Now he’s Pvt. Oyler, and a few hours before his D-Day jump he’s eating a steak in the airfield mess when he’s told he’s wanted in one of the hangars. He put the steak between two slices of bread and stuck it in his uniform. At the hangar, he’s told Gen. Eisenhower is there and was asking if anyone in the group was from Kansas. Oyler was pushed forward, and he said, “Sir, I’m from Kansas.” Ike asked Oyler, “What’s your name, son?” And Oyler gave Ike a blank stare. He couldn’t think of his name.

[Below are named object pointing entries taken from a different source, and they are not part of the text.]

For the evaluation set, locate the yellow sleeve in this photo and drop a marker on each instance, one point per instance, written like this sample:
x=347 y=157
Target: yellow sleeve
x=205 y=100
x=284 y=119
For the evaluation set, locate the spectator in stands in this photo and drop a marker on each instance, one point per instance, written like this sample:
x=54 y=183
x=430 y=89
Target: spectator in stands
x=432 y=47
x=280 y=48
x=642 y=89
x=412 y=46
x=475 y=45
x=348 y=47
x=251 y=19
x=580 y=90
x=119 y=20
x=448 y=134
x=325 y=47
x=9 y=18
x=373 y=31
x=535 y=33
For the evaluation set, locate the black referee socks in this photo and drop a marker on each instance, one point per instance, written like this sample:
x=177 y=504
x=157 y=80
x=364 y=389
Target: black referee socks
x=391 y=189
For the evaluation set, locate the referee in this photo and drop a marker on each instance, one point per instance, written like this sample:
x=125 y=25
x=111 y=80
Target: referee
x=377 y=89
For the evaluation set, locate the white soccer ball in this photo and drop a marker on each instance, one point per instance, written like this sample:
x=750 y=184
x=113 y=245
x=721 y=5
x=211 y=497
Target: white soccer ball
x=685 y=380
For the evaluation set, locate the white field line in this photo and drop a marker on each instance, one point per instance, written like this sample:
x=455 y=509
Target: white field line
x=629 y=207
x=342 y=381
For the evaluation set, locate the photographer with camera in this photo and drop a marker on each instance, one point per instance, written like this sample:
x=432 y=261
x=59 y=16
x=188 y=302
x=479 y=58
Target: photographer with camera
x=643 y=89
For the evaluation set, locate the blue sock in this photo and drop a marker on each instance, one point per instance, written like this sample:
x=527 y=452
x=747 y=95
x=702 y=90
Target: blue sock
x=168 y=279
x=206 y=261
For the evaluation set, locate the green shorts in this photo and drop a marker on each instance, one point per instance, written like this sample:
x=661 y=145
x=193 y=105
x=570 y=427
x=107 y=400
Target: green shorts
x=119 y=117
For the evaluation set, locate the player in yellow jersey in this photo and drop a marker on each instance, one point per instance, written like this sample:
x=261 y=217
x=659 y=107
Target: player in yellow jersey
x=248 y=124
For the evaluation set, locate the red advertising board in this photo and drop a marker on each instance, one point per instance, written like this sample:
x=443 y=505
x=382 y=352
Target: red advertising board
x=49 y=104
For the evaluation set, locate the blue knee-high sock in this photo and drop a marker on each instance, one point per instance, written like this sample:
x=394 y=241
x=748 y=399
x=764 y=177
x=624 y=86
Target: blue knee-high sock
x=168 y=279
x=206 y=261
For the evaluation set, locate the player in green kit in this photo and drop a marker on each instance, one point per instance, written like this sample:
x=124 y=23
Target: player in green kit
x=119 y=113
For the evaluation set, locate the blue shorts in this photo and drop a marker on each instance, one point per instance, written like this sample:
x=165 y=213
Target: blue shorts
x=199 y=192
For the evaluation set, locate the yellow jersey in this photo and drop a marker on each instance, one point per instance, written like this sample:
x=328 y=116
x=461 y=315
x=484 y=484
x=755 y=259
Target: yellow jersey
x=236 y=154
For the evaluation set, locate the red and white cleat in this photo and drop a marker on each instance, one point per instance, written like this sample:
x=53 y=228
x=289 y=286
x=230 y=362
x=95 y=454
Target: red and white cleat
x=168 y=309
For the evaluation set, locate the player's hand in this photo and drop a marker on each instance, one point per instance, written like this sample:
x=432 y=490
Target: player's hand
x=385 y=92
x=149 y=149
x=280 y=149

Maybe it was the excitement of the impending jump and the danger he faced, or maybe it was the presence of the supreme Allied commander, or maybe it was both. He couldn’t for the life of him remember his name. Oyler’s friends helped him out, shouting, “Go ahead, Oyler, tell him your name.” And Oyler got it out. Ike gave him his famous grin, a thumbs-up sign, and said, “Go get ’em, Kansas.” Later that night, Oyler jumped and hit a cow when he landed. Before daylight he had killed five enemy soldiers and run into a group of American paratroopers that included a wounded colonel being pushed in a wheelbarrow. John Wayne played the role of the colonel in the movie “The Longest Day.” I told this story to Vic Yarrington, who was a crew member on one of the planes that dropped paratroopers. He noted that of the thousands of American soldiers scheduled to jump that night, only a handful chickened out, refusing to jump, and rode back to England in disgrace. Oyler, on the other hand, went home with three Bronze Stars for bravery.